As limitation to this study, we highlight the use of 24h recalls for obtaining dietary intake, once it depends on the memory of the interviewer. To minimize risks of bias, all of the interviews were performed by trained interviewers who followed the Multiple Pass Method.12 Another limitation of the study refers to the use of the Nutrition Data System for Research (NDSR),38 once this software presents as its main data base a U.S. table and not a Brazilian one, nevertheless all of the food was inserted in accordance with the TACO Table.39 In order to respond to this limitation, various methodological procedures were adopted, as described in the section of methods.
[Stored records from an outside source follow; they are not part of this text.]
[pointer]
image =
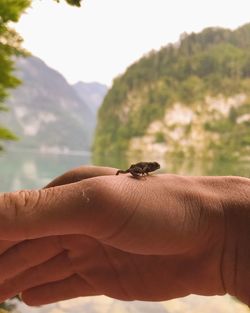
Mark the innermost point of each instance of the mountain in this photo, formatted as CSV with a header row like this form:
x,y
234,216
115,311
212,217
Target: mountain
x,y
46,112
91,93
189,100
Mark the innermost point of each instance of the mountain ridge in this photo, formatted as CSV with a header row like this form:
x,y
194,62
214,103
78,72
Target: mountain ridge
x,y
46,112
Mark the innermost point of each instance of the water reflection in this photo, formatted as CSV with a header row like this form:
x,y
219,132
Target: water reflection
x,y
28,169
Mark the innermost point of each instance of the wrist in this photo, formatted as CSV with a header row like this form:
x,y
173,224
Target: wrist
x,y
236,254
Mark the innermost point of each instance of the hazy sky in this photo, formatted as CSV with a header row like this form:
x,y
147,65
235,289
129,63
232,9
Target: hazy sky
x,y
98,41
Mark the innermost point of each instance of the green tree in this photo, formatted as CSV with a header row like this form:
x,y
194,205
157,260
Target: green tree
x,y
10,46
Additionally, it should be noted that despite this study having made an analysis on the inadequacy of vitamin D in the perspective of food consumption, the main source of this vitamin is not dietary, but from exposure to the sun, independently of dietary intake.

Conclusion

In conclusion, the results of this research clearly demonstrate the high prevalence of the inadequacy of nutrients in both groups, nevertheless, a higher prevalence in class C/D/E emphasizing the distinction of the dietary pattern between the groups. This is very unsettling, inasmuch as the obese women of class C/D/E presented herein are accompanied by a multidisciplinary team in an Outpatient Teaching Clinic associated to the SUS. Thus, these results may contribute towards strengthening actions develop to promote health habits, mainly in this population, in order to decrease deficiencies in the intake of micronutrients and reduce associated health issues.

Acknowledgments

None.

Conflicts of interest

The author declares there are no conflicts of interest.